14.プラン


 俺と望奈さんは南にある学校を目指していたが、住宅街にゴブリンが多すぎる為に、進行方向の西側にあった七階建てのマンションの屋上から、遠目で学校を確認していた。


「アレ、学校燃えてない?」


「燃えてますねぇー」


 周りを見渡し大きな建物を見つけ、学校と認識すると同時に燃え盛る炎が視界に入り、校舎の一部と門の辺りが燃える火が光源となり照らしている為、距離にして200m程離れているが見える事には見えていた。
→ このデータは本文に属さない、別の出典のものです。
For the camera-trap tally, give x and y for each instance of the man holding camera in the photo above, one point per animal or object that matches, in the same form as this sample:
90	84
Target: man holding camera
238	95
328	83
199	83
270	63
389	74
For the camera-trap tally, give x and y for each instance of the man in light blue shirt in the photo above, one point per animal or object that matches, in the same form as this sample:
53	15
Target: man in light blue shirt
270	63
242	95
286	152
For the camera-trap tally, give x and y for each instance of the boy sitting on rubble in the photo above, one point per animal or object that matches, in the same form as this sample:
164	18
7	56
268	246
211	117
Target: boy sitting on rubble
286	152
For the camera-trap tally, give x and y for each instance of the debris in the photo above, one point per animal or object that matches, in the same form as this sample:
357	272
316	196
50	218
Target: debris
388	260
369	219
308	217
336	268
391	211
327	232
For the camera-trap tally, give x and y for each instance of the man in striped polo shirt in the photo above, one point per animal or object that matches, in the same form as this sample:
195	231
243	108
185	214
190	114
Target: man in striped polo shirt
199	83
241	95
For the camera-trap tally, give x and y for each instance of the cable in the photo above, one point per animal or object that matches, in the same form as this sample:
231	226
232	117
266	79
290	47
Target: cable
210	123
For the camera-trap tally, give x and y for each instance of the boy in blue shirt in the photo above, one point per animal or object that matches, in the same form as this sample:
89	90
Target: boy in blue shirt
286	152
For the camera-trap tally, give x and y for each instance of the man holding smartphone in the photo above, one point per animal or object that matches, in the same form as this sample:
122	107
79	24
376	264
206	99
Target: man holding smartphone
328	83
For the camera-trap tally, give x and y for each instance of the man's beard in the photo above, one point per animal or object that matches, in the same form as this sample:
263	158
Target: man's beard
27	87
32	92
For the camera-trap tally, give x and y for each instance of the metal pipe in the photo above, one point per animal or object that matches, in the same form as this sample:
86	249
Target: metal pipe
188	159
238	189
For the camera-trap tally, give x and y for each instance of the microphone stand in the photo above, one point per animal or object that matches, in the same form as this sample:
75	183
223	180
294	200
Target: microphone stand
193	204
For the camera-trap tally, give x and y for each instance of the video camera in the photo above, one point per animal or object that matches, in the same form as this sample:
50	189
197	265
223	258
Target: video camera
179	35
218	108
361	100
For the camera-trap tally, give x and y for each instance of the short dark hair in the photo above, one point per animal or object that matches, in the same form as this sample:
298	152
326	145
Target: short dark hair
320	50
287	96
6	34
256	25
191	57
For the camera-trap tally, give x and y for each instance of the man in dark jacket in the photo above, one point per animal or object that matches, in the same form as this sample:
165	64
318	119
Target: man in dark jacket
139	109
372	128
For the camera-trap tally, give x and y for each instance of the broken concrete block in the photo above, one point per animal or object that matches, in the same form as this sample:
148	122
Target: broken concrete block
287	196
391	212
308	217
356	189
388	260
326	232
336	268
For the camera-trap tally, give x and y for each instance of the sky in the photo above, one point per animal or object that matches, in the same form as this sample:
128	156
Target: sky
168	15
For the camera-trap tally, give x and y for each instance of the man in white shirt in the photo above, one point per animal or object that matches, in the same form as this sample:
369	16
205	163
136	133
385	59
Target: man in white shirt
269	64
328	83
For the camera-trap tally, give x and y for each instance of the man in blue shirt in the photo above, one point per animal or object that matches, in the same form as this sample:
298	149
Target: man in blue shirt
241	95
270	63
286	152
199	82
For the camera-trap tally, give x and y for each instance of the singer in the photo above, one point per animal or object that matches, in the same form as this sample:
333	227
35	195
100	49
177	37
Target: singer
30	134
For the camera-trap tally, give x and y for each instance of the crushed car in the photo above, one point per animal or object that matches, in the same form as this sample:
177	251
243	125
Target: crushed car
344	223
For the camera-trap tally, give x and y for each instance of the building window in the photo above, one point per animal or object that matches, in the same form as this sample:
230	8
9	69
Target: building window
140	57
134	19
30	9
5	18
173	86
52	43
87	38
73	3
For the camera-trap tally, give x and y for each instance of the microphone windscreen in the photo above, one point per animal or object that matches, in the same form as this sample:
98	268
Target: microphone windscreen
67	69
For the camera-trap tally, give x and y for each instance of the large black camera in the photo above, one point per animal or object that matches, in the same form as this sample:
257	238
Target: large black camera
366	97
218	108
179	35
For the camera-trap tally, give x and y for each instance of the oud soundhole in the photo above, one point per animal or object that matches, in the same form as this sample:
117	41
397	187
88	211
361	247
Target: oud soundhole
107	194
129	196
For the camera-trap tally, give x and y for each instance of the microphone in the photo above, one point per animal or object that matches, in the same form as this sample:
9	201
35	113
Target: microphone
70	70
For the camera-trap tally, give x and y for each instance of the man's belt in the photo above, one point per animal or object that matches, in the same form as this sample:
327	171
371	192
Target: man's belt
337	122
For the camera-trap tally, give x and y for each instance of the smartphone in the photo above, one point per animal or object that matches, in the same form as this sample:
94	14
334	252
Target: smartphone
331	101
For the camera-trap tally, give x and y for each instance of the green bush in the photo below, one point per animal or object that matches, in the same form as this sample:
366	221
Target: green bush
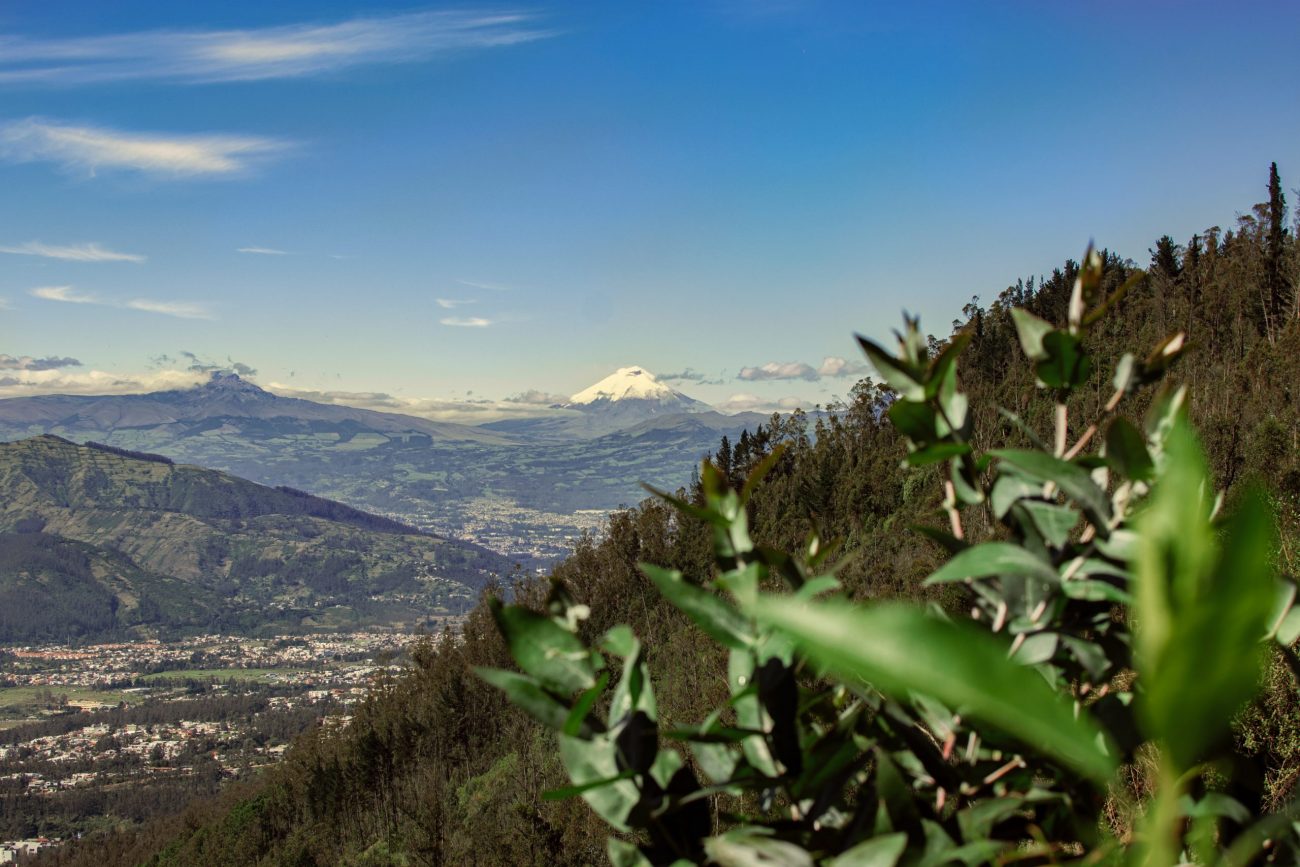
1082	711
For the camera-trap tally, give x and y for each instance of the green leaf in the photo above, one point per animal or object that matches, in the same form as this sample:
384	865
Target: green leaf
1200	614
593	762
754	846
1073	480
544	649
528	696
1126	451
1053	521
576	720
711	612
993	559
900	649
878	852
1031	330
 学校に避難してきた人は大勢いたようだ、何故?と思ったが理由は直ぐに分かった、グラウンドには自衛隊の大型車両が数台止まっており、彼ら自衛隊が居るという話が広まり、自宅にいるよりは安全と判断した人が押し寄せた。


 そんな感じだろう。


(人もゴブリンも多いな)


 人は千人は居るな、この周辺の人達はみんな逃げてるって感じか。


 そしてゴブリンも周りから集まったのか、門の周辺に動く小さな影が無数に蠢いており、俺と望奈さんが先程から遭遇してた大量のゴブリンは、同じ様に学校を目指し集まってた奴等だったのかもしれない。


 ゴブリンはどうやって集まってるのかと思ったが、その理由は直ぐに聞こえた『ドーンッ!!』と空気を伝い聞こえてくる、何かの爆発音。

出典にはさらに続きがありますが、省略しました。